Prof. Sabuncuoğlu ise akademikakil.com sitesindeki ‘Reddiye III: Atatürk’ün Psikanalitik Biyografisine Karşıt Görüş: İkâme Çocuk Değildi, Doğduğunda Ağabeyleri Hayattaydı’ başlıklı üçüncü ve son yazısında, farklı birçok kaynaktan, her iki ağabeyin 1883’te salgın bir hastalıktan öldüğünü kanıtlamış. Örneğin Atatürk, çocukluk ve yol arkadaşı Fuat Bulca’ya şunları söylemiş: “…Ne ablam Fatma’yı, ne ağabeylerim Ahmet ve Ömer’i hatırlayamıyorum. Son ikisi aynı yıl, 1883’de ben iki yaşında iken ölmüşler.” Yani Atatürk’ün ‘narsist’ kişilik yapısında olma nedeni olarak gösterilen iki temel de yıkılmış durumda. Prof. Sabuncuoğlu’ göre “…öne sürüldüğü gibi ne bir ölüm evi vardır, ne de ikame çocuk olma durumu! …gerçeklik sorunu saptanması nedeniyle tanısal varsayım çürütülmüş ve artık genel bir geçerlilik tartışması yürütmek anlamsız duruma gelmiştir.”

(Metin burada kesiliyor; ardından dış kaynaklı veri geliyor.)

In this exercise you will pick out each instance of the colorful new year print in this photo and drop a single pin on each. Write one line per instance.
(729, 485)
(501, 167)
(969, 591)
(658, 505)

Sabuncuoğlu bir önceki yazısında, ‘Ölümsüz Atatürk’ kitabında, Gelibolu Conkbayırı’nda Mustafa Kemal’in savaşın kaderini değiştiren kararları anlatılırken kullanılan “Yetkiye sahip olmadığı halde… …hareket etmesini sağlayan şey, sahip olduğu görkemli benlik idi” ve “Yalnızca bir tümen komutanı olduğu halde, kendi görkemli… …kişiliğine güvenerek Erkan-ı Harbiye riyaseti (Genelkurmay Başkanlığı) ile danışmadan kendi başına kararlar aldı” bölümlerine de itiraz ediyor. Yazarların savunduğu gibi ‘öz saygı ve ‘öngörü’ ile değil, kendisinden takviye istenmesi üzerine harekete geçtiğini belgelerle kanıtlıyor; ‘aşırı özgüven, görkem arayışı, kahramanlık fantezisi’ gibi nitelemeleri yazarların önyargılarının yansıtılması olarak değerlendiriyor. ‘Yetkiye sahip olmadan hareket ettiği savı’nın anlamsızlığını ve tümen komutanlarının Genelkurmaya danışıp karar alması gibi bir usulün hiç uygulanmadığını vurguluyor ve “Sayın yazarlar Mustafa Kemal’in ‘kahramanlık fantezileri’ olduğunu acaba nereden biliyorlar?” diye soruyor, haklı olarak.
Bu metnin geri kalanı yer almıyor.